There is no doubt that Wicca is often the starting place for people just coming to Paganism and witchcraft. There are so many books about Wicca, and Scott Cunningham’s book, Wicca: A Guide for the Solitary Practitioner is possibly the most widely read book on witchcraft. So if you frequent Wicca groups you will find a lot of newbies, and yes, they have some questions that might seem silly or pretty “out there,” but really, they are just finding their way on a new path. We’ve all been there. I remember obsessing about the placement of my altar, and scouring groups and message boards for an answer. It seems petty now, but I so wanted to do everything just right.
Many people never leave the Wiccan fold once they find it. Others try on other paths for size, and some move away from it. Some people find that they don’t really want the religious aspect of Wicca, they are more interested in the practice of witchcraft. There are boatloads of Pagan and witchcraft paths, and someone should easily be able to find one that fits for them. I just don’t get it when someone moves on, then feels that they are somehow required to bad mouth Wicca.
I’d like to discuss a little bit about why I stay on the Wiccan path. I have experimented with other paths, but have always come back to Wicca. I think first and foremost, the fact that Wicca is a religion is a big draw for me. I find witchcraft without spirituality to be too clinical. For me, bringing together the sacredness of the earth, nature, the deities, and magick, works on an emotional level. If I were to simply practice witchcraft without the spiritual aspects, I would find it unfulfilling.
There are those who scoff at the Wiccan Rede or the Three-fold law. I don’t find the basic tenets of Wicca troubling at all. I think they really embody human kindness and reflect my own basic moral principles. If others are comfortable doing curses, or tossing things out into the ether that they wouldn’t want to have returned in kind to them, go for it. That’s just not me.
Some people find Wicca too regimented. I’ve had those thoughts too, but for me, I think it’s probably a good thing. It gives me a structure to hold onto. I can tend to wander aimlessly through life, and Wicca holds me together spiritually. I like being a solitary practitioner, but that can lend itself to inactivity or having a spiritual practice that is all over the place. Wicca sets forth a path forward for me. The Wheel of the Year, the rituals, the sabbats, those just clearly define my spiritual path.
I like combining witchcraft with spirituality because I am not sure I could make magick work without a religious component. Honestly, I can’t really tell you how magick works, but I know that sometimes it does. I need to embrace the God and Goddess (or plural) to aid me in my magick. That is the first time I ever wrote that. In the past, I’ve discounted the belief in the deities being essential to magickal practice. However, the more thought I’ve given that, it has occurred to me that I need to emotionally lean on those deities for some degree of support.
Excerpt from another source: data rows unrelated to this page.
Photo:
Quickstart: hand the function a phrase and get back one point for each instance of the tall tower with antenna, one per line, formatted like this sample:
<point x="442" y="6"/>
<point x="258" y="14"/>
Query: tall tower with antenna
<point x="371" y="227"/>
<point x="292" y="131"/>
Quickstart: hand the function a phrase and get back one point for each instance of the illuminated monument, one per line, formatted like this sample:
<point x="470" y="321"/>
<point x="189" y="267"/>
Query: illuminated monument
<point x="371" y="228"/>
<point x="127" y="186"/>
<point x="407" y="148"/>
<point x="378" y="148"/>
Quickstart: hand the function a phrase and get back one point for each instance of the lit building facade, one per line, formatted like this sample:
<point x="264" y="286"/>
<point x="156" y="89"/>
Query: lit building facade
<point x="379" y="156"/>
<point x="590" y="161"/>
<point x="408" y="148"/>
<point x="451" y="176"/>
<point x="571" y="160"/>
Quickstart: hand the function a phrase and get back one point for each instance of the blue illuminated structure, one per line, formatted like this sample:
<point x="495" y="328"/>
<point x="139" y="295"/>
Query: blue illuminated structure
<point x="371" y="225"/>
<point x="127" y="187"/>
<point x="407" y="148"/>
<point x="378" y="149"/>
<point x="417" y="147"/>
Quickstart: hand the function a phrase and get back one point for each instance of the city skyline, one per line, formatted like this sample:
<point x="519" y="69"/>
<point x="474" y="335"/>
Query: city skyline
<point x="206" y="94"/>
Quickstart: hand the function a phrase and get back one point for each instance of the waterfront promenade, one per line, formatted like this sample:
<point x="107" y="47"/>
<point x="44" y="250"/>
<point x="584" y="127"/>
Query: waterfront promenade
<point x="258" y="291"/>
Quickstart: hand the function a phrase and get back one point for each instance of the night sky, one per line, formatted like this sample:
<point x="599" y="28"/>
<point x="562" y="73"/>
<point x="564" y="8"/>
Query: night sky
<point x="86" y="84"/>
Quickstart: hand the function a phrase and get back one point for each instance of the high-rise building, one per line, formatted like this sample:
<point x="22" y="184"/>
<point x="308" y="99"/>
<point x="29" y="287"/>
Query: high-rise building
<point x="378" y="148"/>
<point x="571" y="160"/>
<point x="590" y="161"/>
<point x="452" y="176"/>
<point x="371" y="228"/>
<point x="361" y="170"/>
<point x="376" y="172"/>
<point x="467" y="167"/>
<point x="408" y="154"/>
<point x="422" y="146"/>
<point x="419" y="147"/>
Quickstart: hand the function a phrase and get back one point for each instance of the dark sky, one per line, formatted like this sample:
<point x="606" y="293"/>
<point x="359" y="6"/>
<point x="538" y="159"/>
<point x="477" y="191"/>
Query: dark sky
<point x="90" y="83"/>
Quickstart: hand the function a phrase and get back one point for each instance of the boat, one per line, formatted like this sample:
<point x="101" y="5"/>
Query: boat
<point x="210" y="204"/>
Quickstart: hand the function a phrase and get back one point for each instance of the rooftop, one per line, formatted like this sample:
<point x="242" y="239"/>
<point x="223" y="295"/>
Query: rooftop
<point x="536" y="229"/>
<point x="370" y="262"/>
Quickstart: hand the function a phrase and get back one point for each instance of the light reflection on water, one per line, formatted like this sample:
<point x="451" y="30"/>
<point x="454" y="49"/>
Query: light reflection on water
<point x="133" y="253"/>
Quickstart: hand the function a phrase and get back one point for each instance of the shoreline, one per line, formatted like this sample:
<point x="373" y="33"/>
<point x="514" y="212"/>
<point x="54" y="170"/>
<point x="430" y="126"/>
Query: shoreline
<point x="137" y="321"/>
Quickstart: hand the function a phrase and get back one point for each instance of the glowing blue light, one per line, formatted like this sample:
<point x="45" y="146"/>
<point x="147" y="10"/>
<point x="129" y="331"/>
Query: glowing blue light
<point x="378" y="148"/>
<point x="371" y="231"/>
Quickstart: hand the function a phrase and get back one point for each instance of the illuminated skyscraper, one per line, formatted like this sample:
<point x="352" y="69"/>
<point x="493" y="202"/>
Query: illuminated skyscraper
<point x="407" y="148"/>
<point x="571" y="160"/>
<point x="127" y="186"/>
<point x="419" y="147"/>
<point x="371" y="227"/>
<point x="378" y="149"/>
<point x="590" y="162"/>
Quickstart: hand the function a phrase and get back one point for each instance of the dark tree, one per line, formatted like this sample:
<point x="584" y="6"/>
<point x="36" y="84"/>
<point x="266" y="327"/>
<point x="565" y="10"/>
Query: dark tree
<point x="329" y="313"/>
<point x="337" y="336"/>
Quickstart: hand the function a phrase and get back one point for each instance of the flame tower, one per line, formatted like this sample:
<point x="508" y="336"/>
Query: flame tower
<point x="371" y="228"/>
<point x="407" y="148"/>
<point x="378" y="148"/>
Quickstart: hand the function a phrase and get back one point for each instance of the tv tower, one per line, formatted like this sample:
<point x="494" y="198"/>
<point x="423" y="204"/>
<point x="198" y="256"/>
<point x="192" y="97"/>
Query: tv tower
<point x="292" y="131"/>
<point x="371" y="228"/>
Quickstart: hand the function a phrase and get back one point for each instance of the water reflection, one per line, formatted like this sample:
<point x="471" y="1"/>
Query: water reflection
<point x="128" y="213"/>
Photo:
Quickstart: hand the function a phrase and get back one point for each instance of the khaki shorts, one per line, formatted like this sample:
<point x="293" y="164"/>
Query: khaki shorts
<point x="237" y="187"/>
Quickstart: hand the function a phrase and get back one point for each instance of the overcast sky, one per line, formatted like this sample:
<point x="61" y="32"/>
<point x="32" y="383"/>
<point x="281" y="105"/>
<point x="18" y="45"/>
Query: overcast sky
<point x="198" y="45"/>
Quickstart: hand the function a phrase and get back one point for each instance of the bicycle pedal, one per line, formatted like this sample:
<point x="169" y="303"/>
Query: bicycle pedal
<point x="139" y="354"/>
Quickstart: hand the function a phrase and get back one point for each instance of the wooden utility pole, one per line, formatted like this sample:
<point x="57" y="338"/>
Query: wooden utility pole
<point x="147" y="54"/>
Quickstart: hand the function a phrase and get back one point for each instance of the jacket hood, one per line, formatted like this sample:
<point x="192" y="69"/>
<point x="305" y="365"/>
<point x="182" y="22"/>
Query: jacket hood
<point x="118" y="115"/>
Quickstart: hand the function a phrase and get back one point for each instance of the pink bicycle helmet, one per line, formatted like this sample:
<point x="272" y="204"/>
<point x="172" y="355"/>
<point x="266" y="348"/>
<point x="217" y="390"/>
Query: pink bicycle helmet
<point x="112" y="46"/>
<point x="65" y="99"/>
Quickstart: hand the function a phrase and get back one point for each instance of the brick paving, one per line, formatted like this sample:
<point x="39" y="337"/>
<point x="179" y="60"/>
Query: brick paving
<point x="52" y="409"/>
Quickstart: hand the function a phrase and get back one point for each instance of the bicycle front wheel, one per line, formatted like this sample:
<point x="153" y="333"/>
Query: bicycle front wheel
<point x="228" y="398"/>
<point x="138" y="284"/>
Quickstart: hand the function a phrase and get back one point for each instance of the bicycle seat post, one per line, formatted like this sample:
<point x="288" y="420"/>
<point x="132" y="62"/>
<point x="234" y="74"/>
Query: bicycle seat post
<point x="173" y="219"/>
Lastly, Wicca is my emotional lifeline. To me, it conjures up (see how I used that there..) wonderful memories of walking into our local witchcraft store for the first time, the joy of reading books by Cunningham, Farrar, Buckland, Morrison, and others when I began, discovering the marvel of this path, and how Wicca led me to a new life. Because of Wicca, I rediscovered my hippie youth mindset, became less enamored of material possessions, learned to use herbs and essential oils for not only ritual, but for everyday uses, became something of a gardener, a cultivator of herbs, and learned to live a simpler lifestyle. This path has made me a better person. Much more-so, I think, than if I had simply just decided to practice witchcraft without the religious component.
Those are just a few reasons I continue to practice the religion of Wicca.